Article

Tech Time: Let’s Talk About Member Service Strategy

hands typing on laptop that displays chat box where agent asks how they can help
By Dan Michaeli

3 minutes

5 reasons chat alone isn’t enough for successful digital engagement and service delivery

As member expectations continue to evolve, credit unions are increasingly seeking ways to deliver better digital service in real-time. While live web chat with a member service representative may have checked that box in the past, traditional chat alone no longer suffices for increasingly sophisticated, tech-savvy members who now expect more from their financial services providers.

In today’s digital world, consumers spend their time engaging with one another as well as businesses through a range of digital channels, including chat, voice and even video, and they expect these options from their financial institutions. While there is a time and place for chat, it should only be one component of a larger digital member service strategy, emphasizing context and seamless member interactions.

Those that ignore the broader digitization of member service and rely solely on live chat for online support will quickly fall behind. There are five key reasons why standalone chat falls short today.  

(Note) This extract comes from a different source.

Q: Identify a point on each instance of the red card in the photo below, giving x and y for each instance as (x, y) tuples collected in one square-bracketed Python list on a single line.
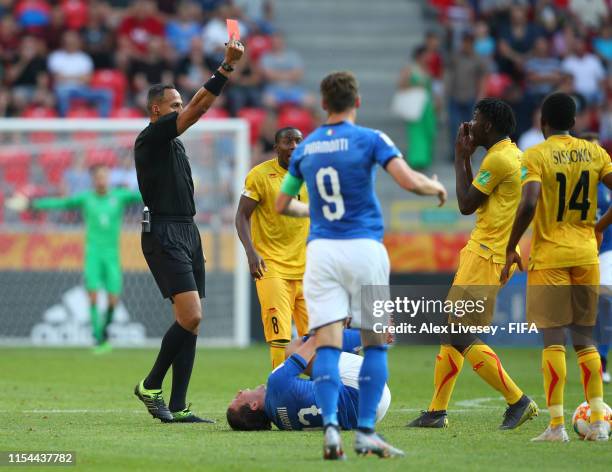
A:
[(233, 29)]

1. Chat is no longer a differentiator. While offering live web chat as an engagement option provides a convenient service channel, it has quickly become table stakes. In fact, Gartner estimates 85% of businesses will offer live chat in 2022. Because chat is perceived as a relatively simple add-on to an existing website, many businesses across all industries have used it as a first step toward becoming more digitally centered. However, not all chat features are created equal; the way your chat module interfaces with the contact center and integrates with other communication touchpoints is crucial to its effectiveness.

2. Chat has its limits. For questions around simple tasks like changing a password or checking an account balance, live web chat or even basic chatbots can be a great engagement tool. But what about more complicated matters like co-signing a loan application or suspicions of identity theft? Members don’t have the time to type long explanations, they and don’t have much patience to wait for slow responses from agents. For complex issues that are less routine to address, voice or video chat is much more efficient and effective. By offering the flexibility to switch from text chat to on-screen voice or video, credit unions will be able to deliver a frictionless, personalized member experience and decrease handle times.

3. Chat lacks valuable context. Both members and service representatives can become easily frustrated by the back-and-forth of a chat exchange. Implementing tools like cobrowsing (short for collaborative browsing, which allows a service rep to access and interact with the member’s browser) and screen sharing enhances the service experience and reduces engagement times, allowing the representative to see where the member is within your credit union’s digital domain. Allowing the member and service representative to be on the same page—literally—decreases the risk of miscommunication and even allows the member to follow along and learn how to complete the task themselves next time.

4. Chatbots are on the rise. Augmenting chat with AI-enabled chatbots has improved the member experience in many instances. Smart chatbots can deliver faster and more consistent service, enabling credit unions to serve more members with less effort and fewer service representatives. AI can also allow chatbots to learn and improve and determine when to seamlessly transfer members who require a more complicated response to a live agent via text, voice or video chat.

5. Chat is a starting point for better performance. Incorporating chat into the member service mix is a solid first step in improving digital delivery, but integrating other channels, such as voice and video, has been proven to yield even stronger results. By leveraging these tools together and compiling data from interactions on each channel, service representatives can be more proactive, better serving their members with a more personalized experience.

Chat is a useful tool for interacting with members, but it falls short as a standalone solution. Instead, chat should be viewed as one piece of a holistic solution that includes other communication methods. Credit unions offering sophisticated chat capabilities that seamlessly integrate with other communication channels, such as video, voice and cobrowsing, will be much better positioned to increase service efficiency, strengthen member engagement and deepen loyalty.  

Dan Michaeli is the CEO and co-founder of Glia, New York, a provider of digital customer service.